In the wake of this new health-food revolution that is sweeping past us, it isn’t essentially a lofty task to make your own wholesome breakfast mix or snack fix. Our grandmothers and mothers have been at it for ages now, and if that isn’t inspiration enough, what is? Here’s a Do-It-Yourself granola recipe that works like a charm, whether you’re in La-la-land or just at home sweet home. You don’t need a dictionary to learn how to pronounce the ingredients, or a lavish list of exotic add-ons. You can mix and match your favorite dry fruits and nuts, seeds and even staples.

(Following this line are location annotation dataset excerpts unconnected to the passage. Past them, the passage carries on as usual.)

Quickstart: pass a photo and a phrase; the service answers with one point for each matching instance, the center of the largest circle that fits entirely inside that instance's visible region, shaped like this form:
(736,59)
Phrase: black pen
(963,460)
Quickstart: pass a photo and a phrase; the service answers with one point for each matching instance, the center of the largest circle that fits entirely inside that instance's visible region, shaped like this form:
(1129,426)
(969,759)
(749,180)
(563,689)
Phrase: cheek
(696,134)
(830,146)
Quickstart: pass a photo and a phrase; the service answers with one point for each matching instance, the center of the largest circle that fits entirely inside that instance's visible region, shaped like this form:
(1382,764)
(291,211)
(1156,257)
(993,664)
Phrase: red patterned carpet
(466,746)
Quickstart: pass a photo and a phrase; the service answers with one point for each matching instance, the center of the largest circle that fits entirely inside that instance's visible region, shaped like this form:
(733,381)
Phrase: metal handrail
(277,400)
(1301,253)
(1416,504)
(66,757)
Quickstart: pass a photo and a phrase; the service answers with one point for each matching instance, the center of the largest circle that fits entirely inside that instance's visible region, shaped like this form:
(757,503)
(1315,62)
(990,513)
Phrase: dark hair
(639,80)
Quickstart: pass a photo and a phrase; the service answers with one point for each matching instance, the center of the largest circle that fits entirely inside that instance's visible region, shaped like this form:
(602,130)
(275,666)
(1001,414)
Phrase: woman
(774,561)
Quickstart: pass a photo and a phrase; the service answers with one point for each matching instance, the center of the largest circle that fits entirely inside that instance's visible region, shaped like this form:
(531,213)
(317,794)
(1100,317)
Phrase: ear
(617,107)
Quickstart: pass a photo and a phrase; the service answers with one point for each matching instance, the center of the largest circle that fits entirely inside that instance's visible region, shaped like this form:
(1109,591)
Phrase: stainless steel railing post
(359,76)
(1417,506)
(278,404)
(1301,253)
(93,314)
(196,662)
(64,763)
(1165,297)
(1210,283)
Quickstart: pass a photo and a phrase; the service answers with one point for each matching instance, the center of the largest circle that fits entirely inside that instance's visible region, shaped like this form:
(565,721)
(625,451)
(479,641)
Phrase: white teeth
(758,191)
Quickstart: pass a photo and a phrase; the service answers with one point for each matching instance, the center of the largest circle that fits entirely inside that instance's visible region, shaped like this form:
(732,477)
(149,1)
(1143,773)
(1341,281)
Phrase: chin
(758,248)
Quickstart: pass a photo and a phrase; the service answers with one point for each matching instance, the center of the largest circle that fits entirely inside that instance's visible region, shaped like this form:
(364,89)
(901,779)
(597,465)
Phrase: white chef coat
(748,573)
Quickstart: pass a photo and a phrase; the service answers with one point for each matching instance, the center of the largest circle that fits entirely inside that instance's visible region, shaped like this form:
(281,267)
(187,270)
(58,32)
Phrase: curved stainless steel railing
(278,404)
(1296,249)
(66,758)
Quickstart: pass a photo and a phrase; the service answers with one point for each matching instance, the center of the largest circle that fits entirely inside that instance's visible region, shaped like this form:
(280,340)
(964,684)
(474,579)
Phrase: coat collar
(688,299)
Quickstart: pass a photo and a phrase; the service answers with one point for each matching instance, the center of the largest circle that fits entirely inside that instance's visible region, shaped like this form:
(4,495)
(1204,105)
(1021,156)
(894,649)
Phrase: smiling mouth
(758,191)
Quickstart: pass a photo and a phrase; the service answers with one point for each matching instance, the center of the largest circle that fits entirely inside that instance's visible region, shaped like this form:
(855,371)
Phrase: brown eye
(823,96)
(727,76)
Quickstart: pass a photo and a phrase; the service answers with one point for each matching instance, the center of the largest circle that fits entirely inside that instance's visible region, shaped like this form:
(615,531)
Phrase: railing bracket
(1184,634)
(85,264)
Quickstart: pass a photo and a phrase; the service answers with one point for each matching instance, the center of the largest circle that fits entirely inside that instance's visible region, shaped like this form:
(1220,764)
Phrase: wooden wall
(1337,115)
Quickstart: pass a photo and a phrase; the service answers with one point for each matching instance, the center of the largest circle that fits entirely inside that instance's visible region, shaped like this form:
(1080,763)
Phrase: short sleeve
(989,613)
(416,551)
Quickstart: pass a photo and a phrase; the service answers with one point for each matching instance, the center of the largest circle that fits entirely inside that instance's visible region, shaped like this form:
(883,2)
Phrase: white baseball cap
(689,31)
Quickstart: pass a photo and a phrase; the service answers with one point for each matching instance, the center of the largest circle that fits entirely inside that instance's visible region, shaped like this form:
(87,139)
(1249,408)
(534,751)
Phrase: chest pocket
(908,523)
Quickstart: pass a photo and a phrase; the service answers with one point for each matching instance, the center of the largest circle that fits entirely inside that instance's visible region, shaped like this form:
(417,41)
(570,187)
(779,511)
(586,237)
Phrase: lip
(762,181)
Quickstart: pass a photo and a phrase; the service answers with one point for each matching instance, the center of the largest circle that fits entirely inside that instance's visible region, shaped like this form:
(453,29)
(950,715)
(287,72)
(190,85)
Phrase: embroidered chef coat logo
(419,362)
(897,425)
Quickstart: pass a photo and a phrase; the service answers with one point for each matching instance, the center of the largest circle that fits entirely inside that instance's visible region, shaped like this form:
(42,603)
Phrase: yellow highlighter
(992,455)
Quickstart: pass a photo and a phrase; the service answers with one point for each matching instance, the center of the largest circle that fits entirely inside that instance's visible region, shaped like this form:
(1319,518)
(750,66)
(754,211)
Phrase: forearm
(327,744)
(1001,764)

Rolled millets or wheat, flax or hemp seeds, desiccated coconut slices, prunes, cranberries are just a few of the variables we can think of. The expanse of the baking sheet, as it were, is your only limit.
(Makes 5 cups)
- 2.25 cups (200g) rolled oats (preferably not the instant/quick-cooking variety)
- 2 tablespoons seeds (sunflower or pumpkin)
- 1/4 cup flaked or chopped nuts
- 1/4 cup honey
- 2 tablespoons coconut or sunflower oil
- 2 teaspoons powdered cinnamon
- Pinch of freshly grated nutmeg
- 1/2 teaspoon salt
- 1/2 cup chopped dried fruit (raisins, dates, blueberries, cranberries, apricots, kiwi, or pineapple)
- 1/4 cup dark chocolate chips
- Preheat the oven to 325°F / 160°C.
- Line a large baking tray with parchment or foil. Set aside.
- Place the oats, seeds and nuts in a large mixing bowl and mix lightly.
- Pour the honey and oil in a saucepan. Whisk in the cinnamon, nutmeg and salt and heat the mixture until it just starts to simmer. Do not boil.
- Pour the hot liquids over the oat mixture and toss well with a spoon.
- Spread the oats evenly in the baking tray in a thin layer.
- Bake for about 20-25 minutes or until the oats get to a deep brown colour without getting burnt. Remove the tray from the oven after about 12 minutes of baking, toss the oats and spread them out again. Return to the oven to complete toasting.
- Place the tray on a rack and allow the oats to cool completely. The granola will crunch up as the oats cool.
- Toss in the chopped dried fruit and chocolate chips with the granola once cooled completely.
- Store in an airtight container to retain freshness.
Tadka Tip: This granola can be eaten by the spoonful as a snack, with milk as cereal and scooped on top of yogurt and fruit for a light breakfast. Its lightly sweet and spicy flavours and crunch work well when sprinkled on salads, or on top of wholesome muffins or snack cakes just before you pop them into the oven.